Tuesday, May 29, 2012
Back in February, I took part in an online book symposium at Political Theology’s blog, There is Power in the Blog, on Simon Critchley’s The Faith of the Faithless: Experiments in Political Theology (Verso, 2012). My piece, “The Faith of the Faith/less?”, introduced Critchley’s notion of ‘meontological association’ to frame a tentative answer to my question of how religious collectives might take part in this experiment in political theology; how, in other words, they might become more ‘faithless’ and thereby more ‘faithful’.
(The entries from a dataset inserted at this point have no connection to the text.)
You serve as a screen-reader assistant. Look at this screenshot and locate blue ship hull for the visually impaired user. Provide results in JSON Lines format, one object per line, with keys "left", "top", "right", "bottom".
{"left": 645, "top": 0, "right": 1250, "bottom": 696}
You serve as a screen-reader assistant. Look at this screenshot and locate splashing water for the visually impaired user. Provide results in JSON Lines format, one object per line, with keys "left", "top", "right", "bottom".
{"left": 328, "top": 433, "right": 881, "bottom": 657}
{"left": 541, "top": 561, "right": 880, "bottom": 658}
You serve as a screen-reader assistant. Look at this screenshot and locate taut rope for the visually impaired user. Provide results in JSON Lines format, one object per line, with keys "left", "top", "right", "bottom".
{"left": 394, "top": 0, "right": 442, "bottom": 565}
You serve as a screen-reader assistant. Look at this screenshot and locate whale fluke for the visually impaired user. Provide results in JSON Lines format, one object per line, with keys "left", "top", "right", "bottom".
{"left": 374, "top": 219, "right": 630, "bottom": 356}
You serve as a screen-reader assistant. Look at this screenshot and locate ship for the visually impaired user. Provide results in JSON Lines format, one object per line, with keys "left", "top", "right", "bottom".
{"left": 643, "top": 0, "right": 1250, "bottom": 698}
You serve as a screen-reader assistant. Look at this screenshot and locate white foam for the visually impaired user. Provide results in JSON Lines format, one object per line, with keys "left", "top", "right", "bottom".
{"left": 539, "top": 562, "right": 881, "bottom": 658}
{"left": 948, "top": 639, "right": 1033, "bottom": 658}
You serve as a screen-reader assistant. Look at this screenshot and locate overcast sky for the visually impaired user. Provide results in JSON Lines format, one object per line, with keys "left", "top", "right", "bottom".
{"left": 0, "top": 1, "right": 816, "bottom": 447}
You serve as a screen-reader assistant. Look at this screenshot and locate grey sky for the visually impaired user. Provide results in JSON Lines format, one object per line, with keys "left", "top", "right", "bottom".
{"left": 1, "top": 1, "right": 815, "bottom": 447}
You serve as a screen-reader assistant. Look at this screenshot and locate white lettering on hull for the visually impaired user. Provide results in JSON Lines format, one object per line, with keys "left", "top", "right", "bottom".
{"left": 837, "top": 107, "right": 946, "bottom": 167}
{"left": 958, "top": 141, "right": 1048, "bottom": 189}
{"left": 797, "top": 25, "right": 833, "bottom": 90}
Along with the other contributors, (John Reader, Ward Blanton, and Creston Davis), I’m now starting to work this blog post up into an article for the Political Theology journal. Part of this Issue will be an interview with Critchley based on questions raised by our blog posts, so the symposium organiser has asked us to send them in to him today. These are mine:
- As a ‘fiction of association’ and ‘an implied generality’ (40), is the ‘community’ of the faithless a universality that cuts across ‘really existing’ communities, identities and traditions, including across conventional divisions between religion and ‘non-religion’, theism and atheism?
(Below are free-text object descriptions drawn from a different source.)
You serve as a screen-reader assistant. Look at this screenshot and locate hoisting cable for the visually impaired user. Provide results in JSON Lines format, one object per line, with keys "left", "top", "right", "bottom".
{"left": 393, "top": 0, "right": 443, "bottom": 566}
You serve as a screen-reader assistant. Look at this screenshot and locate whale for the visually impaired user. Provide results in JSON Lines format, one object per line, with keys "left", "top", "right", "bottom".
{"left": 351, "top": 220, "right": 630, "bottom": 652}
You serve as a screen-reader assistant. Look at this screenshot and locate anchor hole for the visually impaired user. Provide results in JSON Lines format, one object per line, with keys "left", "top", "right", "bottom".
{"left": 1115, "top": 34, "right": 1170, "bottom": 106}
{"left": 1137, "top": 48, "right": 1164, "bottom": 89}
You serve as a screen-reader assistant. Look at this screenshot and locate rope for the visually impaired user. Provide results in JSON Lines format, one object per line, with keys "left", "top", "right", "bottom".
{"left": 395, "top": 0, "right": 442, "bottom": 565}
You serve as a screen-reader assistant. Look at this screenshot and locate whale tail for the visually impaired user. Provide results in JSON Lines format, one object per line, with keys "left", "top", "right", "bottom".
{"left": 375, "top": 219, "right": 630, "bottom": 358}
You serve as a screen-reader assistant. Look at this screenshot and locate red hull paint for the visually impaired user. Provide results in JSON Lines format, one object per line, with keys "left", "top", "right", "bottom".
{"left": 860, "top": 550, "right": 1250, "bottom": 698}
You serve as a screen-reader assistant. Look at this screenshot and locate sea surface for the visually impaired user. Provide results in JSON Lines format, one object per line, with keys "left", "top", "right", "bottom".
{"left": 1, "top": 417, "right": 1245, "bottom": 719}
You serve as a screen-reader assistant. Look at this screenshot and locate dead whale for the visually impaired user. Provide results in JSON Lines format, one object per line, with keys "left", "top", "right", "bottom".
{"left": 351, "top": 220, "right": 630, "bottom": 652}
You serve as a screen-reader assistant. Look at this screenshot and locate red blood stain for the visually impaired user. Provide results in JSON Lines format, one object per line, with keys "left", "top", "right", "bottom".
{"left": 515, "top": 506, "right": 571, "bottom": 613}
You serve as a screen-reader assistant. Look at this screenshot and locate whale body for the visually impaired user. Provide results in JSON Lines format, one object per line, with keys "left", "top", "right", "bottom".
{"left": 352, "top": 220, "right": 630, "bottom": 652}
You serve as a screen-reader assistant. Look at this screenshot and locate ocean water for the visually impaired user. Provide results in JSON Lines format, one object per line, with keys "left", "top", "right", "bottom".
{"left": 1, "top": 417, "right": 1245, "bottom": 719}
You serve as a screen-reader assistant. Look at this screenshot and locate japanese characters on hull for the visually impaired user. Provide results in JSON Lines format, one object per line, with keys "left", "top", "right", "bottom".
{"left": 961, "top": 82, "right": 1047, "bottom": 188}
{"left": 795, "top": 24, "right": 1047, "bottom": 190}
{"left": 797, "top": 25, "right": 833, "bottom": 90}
- If so, can religious communities cultivate this faithless faith? In other words, if religious faith can become more faithless and, thereby, more ‘faithful’, how might it become more able to ‘sustain the rigor of faith without requiring security, guarantees, or rewards’ (252)?
- Would, then, you in any way link the notion of ‘the faith of the faithless’, of a form of faith without guarantees, to other theological, philosophical and psychoanalytic conceptualisations of faith, and of the possibility of religion, ‘after the death of God’?
- If not, can religious communities take part in this experiment in political theology at all?
The deadline for our articles is July 1, but I’m not yet sure in which Issue of Political Theologythe symposium will be.